Chào các bạn! Vì nhiều lý do từ nay Truyen2U chính thức đổi tên là Truyen247.Pro. Mong các bạn tiếp tục ủng hộ truy cập tên miền mới này nhé! Mãi yêu... ♥

Bab.16

Aku berdiri, asap sudah benar-benar menghilang. Perkelahian rupanya baru saja berhenti. Kulihat Titi memandang dengan wajah shock. Aku melangkah mendekati penumpang yang sekarang tergeletak pingsan dengan dua petugas yang tengah mengerumuninya.

"Aku tidak tahu apa yang terjadi, Pak Tio. Mendadak dia mengamuk." Seorang petugas muda berkata dengan wajah kuatir.

"Iya Jamil, seperti orang kesurupan." Kali ini petugas yang lebih tua yang menjawab.

"Dia memang kesurupan." Ucapanku menyela pembicaraan mereka. Petugas bernama Pak Tio dan Jamil memandang heran.
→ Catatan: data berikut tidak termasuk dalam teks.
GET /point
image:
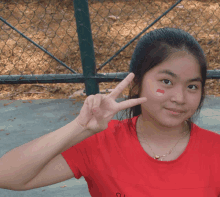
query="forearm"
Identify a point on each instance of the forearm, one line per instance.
(23, 163)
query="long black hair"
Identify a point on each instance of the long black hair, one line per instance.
(156, 47)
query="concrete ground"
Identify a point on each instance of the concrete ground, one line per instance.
(23, 121)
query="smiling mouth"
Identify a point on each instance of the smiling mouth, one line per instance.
(174, 112)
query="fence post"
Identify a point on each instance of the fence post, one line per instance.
(81, 9)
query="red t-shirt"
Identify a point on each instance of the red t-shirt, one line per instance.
(114, 164)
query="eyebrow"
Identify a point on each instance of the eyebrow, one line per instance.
(175, 76)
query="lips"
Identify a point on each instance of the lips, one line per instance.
(175, 110)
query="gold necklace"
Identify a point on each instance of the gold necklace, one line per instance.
(159, 157)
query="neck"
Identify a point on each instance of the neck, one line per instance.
(147, 129)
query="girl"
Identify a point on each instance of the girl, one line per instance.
(157, 151)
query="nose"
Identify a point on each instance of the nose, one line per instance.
(178, 95)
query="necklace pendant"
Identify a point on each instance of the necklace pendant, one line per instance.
(157, 157)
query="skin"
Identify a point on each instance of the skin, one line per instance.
(158, 124)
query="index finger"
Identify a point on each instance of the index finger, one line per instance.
(122, 85)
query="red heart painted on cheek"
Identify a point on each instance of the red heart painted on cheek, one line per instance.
(160, 91)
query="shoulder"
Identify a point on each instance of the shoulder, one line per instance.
(207, 136)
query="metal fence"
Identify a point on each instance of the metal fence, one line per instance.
(40, 37)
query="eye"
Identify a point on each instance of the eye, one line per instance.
(196, 87)
(165, 80)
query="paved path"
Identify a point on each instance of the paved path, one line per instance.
(22, 122)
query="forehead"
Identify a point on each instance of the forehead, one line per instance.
(185, 65)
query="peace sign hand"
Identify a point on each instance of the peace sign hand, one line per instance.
(98, 110)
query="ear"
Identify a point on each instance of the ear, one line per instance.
(134, 90)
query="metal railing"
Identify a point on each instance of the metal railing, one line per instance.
(13, 14)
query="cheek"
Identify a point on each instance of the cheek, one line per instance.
(160, 92)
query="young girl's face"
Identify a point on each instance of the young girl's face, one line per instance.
(170, 85)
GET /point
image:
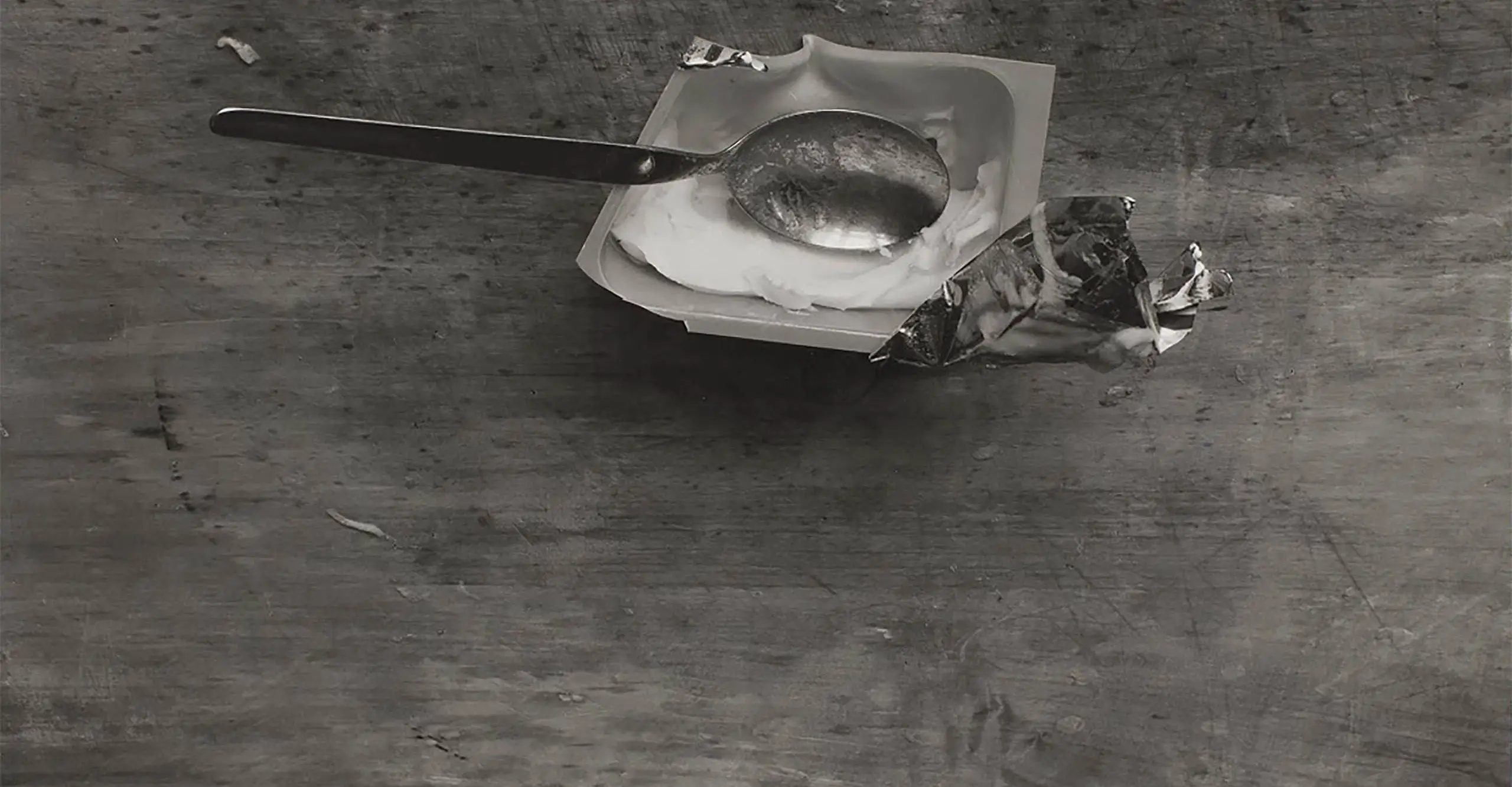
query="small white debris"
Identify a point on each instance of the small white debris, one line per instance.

"Adik tahu dari mana?" tanya Pak Tio.

"Baru saja setannya pergi, Pak. Makanya dia tenang," sahutku santai.

"Ah, ya. Pantesan. Apa kubilang Pak Tio, ada setan di kereta kita. Jangan-jangan setan itu banci yang Bapak ceritakan dulu." Aku memandang Jamil, seorang pemuda berumur kurang lebih dua puluhan dengan rambut klimis dan wajah bulat. Lalu beralih memandang Pak Tio yang berumur kurang lebih lima puluh tahunan.
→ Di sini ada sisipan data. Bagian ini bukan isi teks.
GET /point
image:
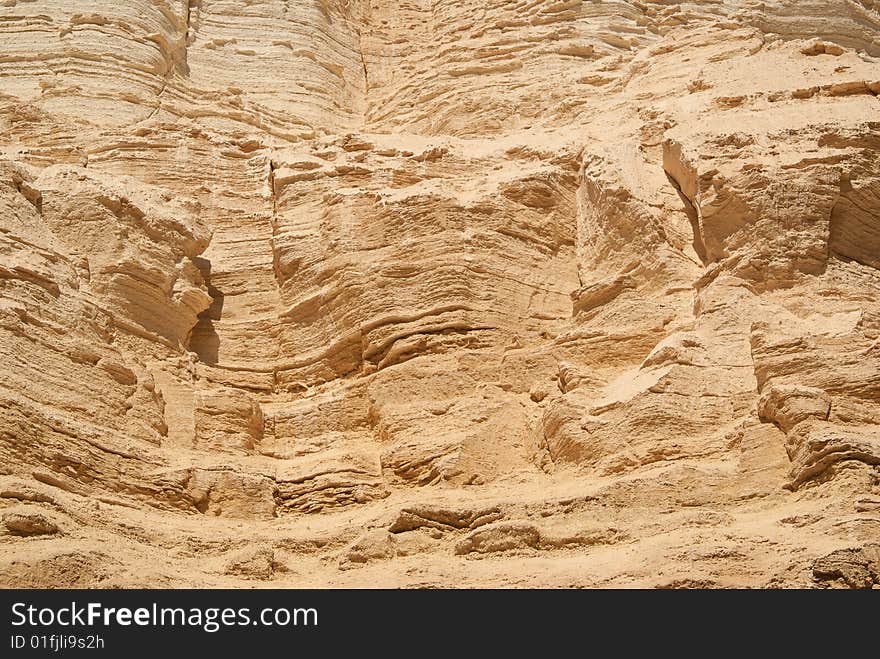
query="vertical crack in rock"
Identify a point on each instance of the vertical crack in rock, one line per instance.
(551, 294)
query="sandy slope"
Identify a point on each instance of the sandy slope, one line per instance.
(440, 293)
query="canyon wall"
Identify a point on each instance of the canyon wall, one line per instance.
(440, 293)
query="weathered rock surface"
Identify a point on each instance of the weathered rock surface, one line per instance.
(451, 293)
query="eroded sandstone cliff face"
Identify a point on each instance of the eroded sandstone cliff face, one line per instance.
(440, 293)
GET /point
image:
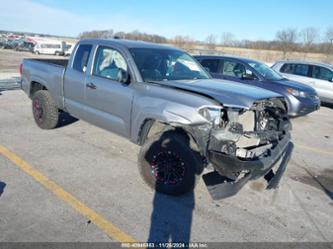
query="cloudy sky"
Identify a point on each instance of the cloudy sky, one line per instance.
(256, 19)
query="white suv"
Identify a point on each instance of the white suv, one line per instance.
(317, 75)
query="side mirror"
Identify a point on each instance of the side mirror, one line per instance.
(248, 77)
(123, 76)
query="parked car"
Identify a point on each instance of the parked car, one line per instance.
(11, 44)
(25, 46)
(160, 97)
(317, 75)
(301, 99)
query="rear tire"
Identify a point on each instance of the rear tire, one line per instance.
(168, 164)
(44, 109)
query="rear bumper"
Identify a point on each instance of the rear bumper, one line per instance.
(221, 187)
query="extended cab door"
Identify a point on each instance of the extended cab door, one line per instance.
(75, 81)
(109, 101)
(323, 82)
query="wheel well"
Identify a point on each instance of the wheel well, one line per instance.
(36, 86)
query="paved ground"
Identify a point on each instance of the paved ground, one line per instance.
(99, 169)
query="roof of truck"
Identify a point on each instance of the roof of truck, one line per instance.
(130, 43)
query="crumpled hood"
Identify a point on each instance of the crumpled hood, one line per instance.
(228, 93)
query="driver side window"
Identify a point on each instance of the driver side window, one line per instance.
(109, 63)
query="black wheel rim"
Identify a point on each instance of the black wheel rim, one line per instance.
(168, 168)
(38, 110)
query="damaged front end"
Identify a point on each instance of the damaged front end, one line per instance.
(245, 144)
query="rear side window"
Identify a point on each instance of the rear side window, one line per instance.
(298, 69)
(108, 63)
(82, 57)
(322, 73)
(233, 69)
(211, 64)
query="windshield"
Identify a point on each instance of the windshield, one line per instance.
(265, 71)
(166, 64)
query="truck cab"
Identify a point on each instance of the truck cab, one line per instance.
(162, 99)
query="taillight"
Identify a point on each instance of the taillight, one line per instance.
(21, 69)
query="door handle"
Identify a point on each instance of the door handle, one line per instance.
(91, 86)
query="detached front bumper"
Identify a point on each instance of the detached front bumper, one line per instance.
(301, 107)
(222, 187)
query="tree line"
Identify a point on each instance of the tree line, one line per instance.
(286, 40)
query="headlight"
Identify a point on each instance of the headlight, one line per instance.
(296, 93)
(211, 114)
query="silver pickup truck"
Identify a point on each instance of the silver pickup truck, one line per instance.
(159, 97)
Pak Tio menggelengkan kepala. "Sepertinya bukan Jamil, karena banci itu tidak berkepribadian jahat."

"Halah yang namanya setan tetap saja setan!" Jamil bersungut-sungut meninggalkan Pak Tio sendiri. Aku mendengarkan percakapan mereka dengan senang, rupanya kedatanganku ke gerbong ini tidak salah.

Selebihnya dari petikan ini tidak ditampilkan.